Friday, April 13, 2007

FriPod: The Four Emotions

1. "Memories: B - Rather Sad" – Charles Ives, performed by Susan Graham. This song is gorgeous, a gentle sadness that is more nostalgia than sorrow.
2. "The Sad Café" – The Eagles, from Eagles Greatest Hits Vol. 2. I've always liked using this piece as an example of mode mixture in rock music (the minor iv chord). It is interesting that though the song is about sadness, it is mostly major. The mode mixture sounds more bluesy than a shift of mood.
3. "This Sad Burlesque" – Elvis Costello and the Brodsky Quartet, from The Juliet Letters. I like this song, though Costello's voice is not polished enough for this kind of lyricism. Note the bad vibrato on "cannot" as an example of this.
4. "Happy Go Lucky Local" – Duke Ellington. A straight-up blues, with a funky bass solo. Not James Brown funky, but rhythmically challenging funky. The sax solo does not sound happy.
5. "Get Happy" – Harold Arlen and Ted Koehler. I have three performances, by Clifford Brown, Coleman Hawkins, and Bud Powell. Now this is a happy song. The Clifford Brown arrangement is a little too busy, taking away the simple joy of the piece. Coleman Hawkins is the most straightforward, though Bud's has a nice swing to it.
6. "Sometimes I'm Happy" – Clifford Grey, performed by Bud Powell. An elegant arrangement, it has the sophistication of someone who is only sometimes happy.
7. "Don't Worry, Be Happy" – Bobby McFerrin, from Simple Pleasures.

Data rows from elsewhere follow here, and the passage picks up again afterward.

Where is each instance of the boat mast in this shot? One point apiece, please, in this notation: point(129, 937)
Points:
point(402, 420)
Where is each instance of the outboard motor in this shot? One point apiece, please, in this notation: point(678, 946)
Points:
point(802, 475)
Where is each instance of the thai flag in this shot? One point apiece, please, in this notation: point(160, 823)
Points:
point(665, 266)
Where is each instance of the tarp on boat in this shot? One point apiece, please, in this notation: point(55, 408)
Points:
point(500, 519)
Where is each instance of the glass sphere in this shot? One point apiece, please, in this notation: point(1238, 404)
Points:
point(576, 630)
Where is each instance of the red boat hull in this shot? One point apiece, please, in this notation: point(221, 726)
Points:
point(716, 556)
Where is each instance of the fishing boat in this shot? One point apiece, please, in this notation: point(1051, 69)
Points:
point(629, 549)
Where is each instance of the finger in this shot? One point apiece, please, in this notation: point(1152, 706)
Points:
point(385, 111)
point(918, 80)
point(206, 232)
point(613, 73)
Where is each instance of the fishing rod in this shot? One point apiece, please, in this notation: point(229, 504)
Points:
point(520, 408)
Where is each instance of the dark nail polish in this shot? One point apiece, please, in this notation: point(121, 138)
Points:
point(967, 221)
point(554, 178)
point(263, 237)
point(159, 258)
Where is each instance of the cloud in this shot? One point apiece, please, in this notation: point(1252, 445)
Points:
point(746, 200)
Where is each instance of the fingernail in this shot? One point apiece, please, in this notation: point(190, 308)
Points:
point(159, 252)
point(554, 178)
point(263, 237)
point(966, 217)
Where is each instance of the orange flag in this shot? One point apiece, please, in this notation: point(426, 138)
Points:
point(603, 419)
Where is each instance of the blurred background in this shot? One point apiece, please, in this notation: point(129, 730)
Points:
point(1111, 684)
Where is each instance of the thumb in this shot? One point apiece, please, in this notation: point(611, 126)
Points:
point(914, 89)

I got really annoyed with this work while in high school. But I still like this website.
8. "Snarling Wrath of Angry Gods" – Gutbucket. Headbanging minimalism. Or perhaps a pissed-off Messiaen giving up on his Catholicism and grabbing a heavily distorted guitar.
9. "Angry Young Man" – Billy Joel, from Turnstiles. This doesn't give anger a good name. The young man is rather pathetic.
10. Four Peace Vignettes – John Levno, performed by Aries Brass Quintet. The first vignette, "Rainbow Chase," is as sophomoric as the title suggests. The second movement, "Solace," has a little more depth, though the performance is a little one dimensional. The third movement should apologize to Pachelbel for ripping off his Kanon with no improvement whatsoever. I'm not feeling peaceful form listening to this work. The last vignette, "Letting Go the Grudge," is more about the grudge than the letting go.
11. "Venus, the Bringer of Peace" from The Planets – Gustave Host. I have two performances: Chicago with Solti, and Montreal with Dutoit. This is peace, the shimmering waters of an impressionist painting, unfocused yet revealing inner truths.
12. "Peace" – Horace Silver (?), performed by Chet Baker, from Peace. This piece gets dangerously close to smooth jazz. But the combination of Chet's straight and soft trumpet tone with David Friedman's vibes are very nice.


ACB said...

Can I play?! I love these FriPod posts, and in the past few weeks I've taken the theme and gone through my own iTunes library. Mind if I appropriate this as a meme of sorts and post on the concert?

Thanks for sharing a great idea!

Scott Spiegelberg said...

Go for it!

Peter (the other) said...

Just a question, is there a reason that you refer to "classical" musicians by their last names, and yet banter about familiarly with the first names of jazz musicians? A friend of mine, who is writing on the subject of authority, pointed out to me how name usage is a primary tell tale. So now I am noticing discrepencies, perhaps more then I should.

Scott Spiegelberg said...

I hadn't noticed that I do that. My guess is that I assume people will know the jazz musicians but don't recognize the first names of many classical musicians. Or the first name alone isn't helpful, like Johann as a stand in for Pachelbel. But there might be some hidden assumptions of formality for classical versus casual for jazz. I shall have to examine that within myself.